With a bulging disc it is extremely rare for it to cause any symptoms; oftentimes those with a simple bulging disc do not even know that they have them. When you have a bulging disc what happens is a small bulge would appear on the outside of your disc. This bulge is still contained inside the disc and there is no tear or crack in the disc and since this bulge is so tiny it may not even compress or bother any of the surrounding tissues, nerves, or spinal cord.
This is the next stage for a bulging disc and also when you may start to notice symptoms such as pain, numbness and tingling on your skin. With a prolapsed disc your bugle is now larger in size but would still be contained inside the disc itself. Since this bulge is now larger in size it is more likely to cause problems.

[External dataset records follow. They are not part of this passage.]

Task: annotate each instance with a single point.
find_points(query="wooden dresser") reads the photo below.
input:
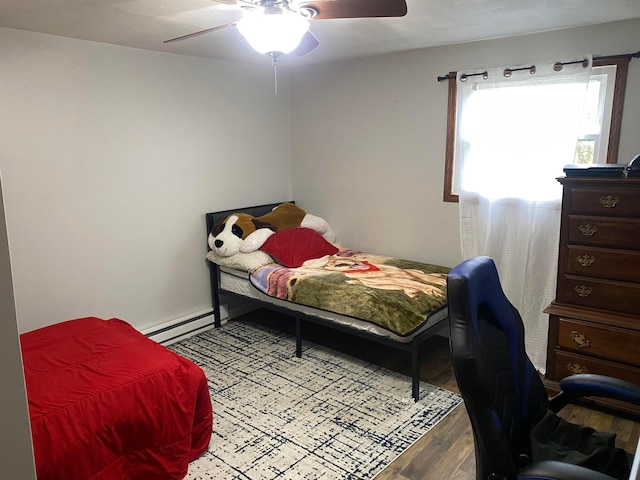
(594, 322)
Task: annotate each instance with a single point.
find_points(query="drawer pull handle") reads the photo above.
(575, 368)
(580, 340)
(588, 230)
(583, 290)
(609, 201)
(586, 260)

With a disc extrusion your bulge has now broken through the surface of your disc and the soft gel center is leaking out and into the spinal canal spaces. If enough of this material is no longer inside your disc it may begin to compress the surrounding tissues, spinal cord, or spinal nerves.
This would be the very last stage of a herniated disc. With a sequestered disc what happens is, a piece or pieces of the leaking material has broken off the main part of your disc and is now floating around in the spinal canal. At this point it is possible for you to feel less pain as the free floating material may no longer be compressing your nerves or spinal cord.